И лишь мельком ей удается увидеть что-то забытое и похороненное под чёрной землёй собственной ярости и гнева. Что-то особенное и совсем непривычное для такой, как она.
Слишком яркое. Настолько светлое, что от вспышки приходится зажмуриться.
Но Лорд искал не это.
И яркая вспышка сменяется криком боли, зарождённой в голове заклинанием. Она спасает от одного из самых жалких и глупых чувств, которые только можно придумать. Надежда.
Ей не на кого надеяться. В любой момент она останется всеми покинутой, даже братом. Сейчас он смотрел на неё также, как и другие – с неприязнью и, возможно, отвращением, - пока она горела в мысленном пожаре, ломающем и расплавляющем каждую косточку, взрывающихся друг за другом, как плюй-камни, проштампованные стерторозными и тонкими звуками, вырванными из ее горла и разнесёнными по комнате эхом, отскакивающим словно мячик от каждого предмета, до которого успел дотянуть свои руки.
Она не выполнила приказ. Не исполнила волю Лорда.
Алекто понимала, что её наказание – это пример для остальных. Среди Пожирателей их всего двое – она и Беллатрисса – две девушки, получившие Чёрную метку. Отмеченные знаком Смерти, они должны были суметь встать на одну ступень со всеми. Потому что встать ниже, значит упасть и быть слабее. Но слабые погибают, а она не может себе этого позволить. Ещё так много жизней, которые ей предстоит забрать. Ещё так много глаз, в которые ей хочется посмотреть в самый последний раз, увидеть, как гаснет в них огонёк, источающий для кого-то свет и тепло, которые ей никогда не испытать.

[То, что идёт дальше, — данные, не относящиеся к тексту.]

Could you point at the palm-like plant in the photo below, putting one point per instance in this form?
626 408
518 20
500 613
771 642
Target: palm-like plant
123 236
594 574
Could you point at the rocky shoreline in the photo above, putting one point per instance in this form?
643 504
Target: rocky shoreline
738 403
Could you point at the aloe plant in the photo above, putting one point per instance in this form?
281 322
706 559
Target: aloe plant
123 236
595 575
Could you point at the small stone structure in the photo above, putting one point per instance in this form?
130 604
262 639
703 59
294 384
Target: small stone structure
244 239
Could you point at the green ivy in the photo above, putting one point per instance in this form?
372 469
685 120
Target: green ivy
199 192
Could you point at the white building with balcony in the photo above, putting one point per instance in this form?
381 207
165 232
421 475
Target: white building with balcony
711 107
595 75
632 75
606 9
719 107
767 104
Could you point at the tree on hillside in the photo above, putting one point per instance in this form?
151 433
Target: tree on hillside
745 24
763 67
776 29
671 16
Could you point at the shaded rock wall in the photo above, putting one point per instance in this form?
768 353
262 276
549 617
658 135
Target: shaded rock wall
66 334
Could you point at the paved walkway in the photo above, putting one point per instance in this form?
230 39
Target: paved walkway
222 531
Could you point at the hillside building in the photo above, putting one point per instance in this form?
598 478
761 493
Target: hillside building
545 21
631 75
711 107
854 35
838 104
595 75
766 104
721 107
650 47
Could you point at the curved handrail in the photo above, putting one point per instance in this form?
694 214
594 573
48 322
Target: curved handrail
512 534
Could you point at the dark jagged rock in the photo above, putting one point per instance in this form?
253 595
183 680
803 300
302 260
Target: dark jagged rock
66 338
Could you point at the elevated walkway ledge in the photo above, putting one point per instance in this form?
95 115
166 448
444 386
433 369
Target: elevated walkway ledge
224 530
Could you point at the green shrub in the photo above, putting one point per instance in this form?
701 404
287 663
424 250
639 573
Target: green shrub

Пытка заканчивается так же быстро, как и началась. Под лавиной боли не ощущаешь времени, оно растягивается и сжимается, рвётся на кусочки и собирается узорами в калейдоскоп, обретает крылья и глушит тебя порывами ветра, выпущенными из-под них. За закрытыми веками мерцают звёзды, предвещающие своим появлением головокружение и потерю равновесия при любой попытке пошевелиться. Алекто не знала, в какой момент её колени ударились о пол, но теперь это чувствовалось сильнее – после Круциатуса всегда остаётся тягучий и масляной след на теле, из которого выбраться сразу же невозможно. Но она пытается встать. Лорд не желает её видеть и она должна подчиниться его воле. Она обязана ему, хотя их контракт выгодней для Него, чем для неё. Но Алекто не жалуется и сосредотачивается на своих руках, что упираются в пол и вдавливают пальцы в дубовые половицы. Секунда-другая и она встаёт, медленно и пошатываясь, потому что в голове барабаны сменяются звоном и переходят в тишину, слышимую лишь ей. У неё нет гордости, которая помогла бы идти ровнее, в ней нет благородства, не позволившего бы ей хвататься за всё подряд с целью не упасть. Сейчас она состоит лишь из раскаяния и злости на себя. Следующего раза не будет. Они больше не посмотрят на неё, как на собаку, что предала доверие хозяина.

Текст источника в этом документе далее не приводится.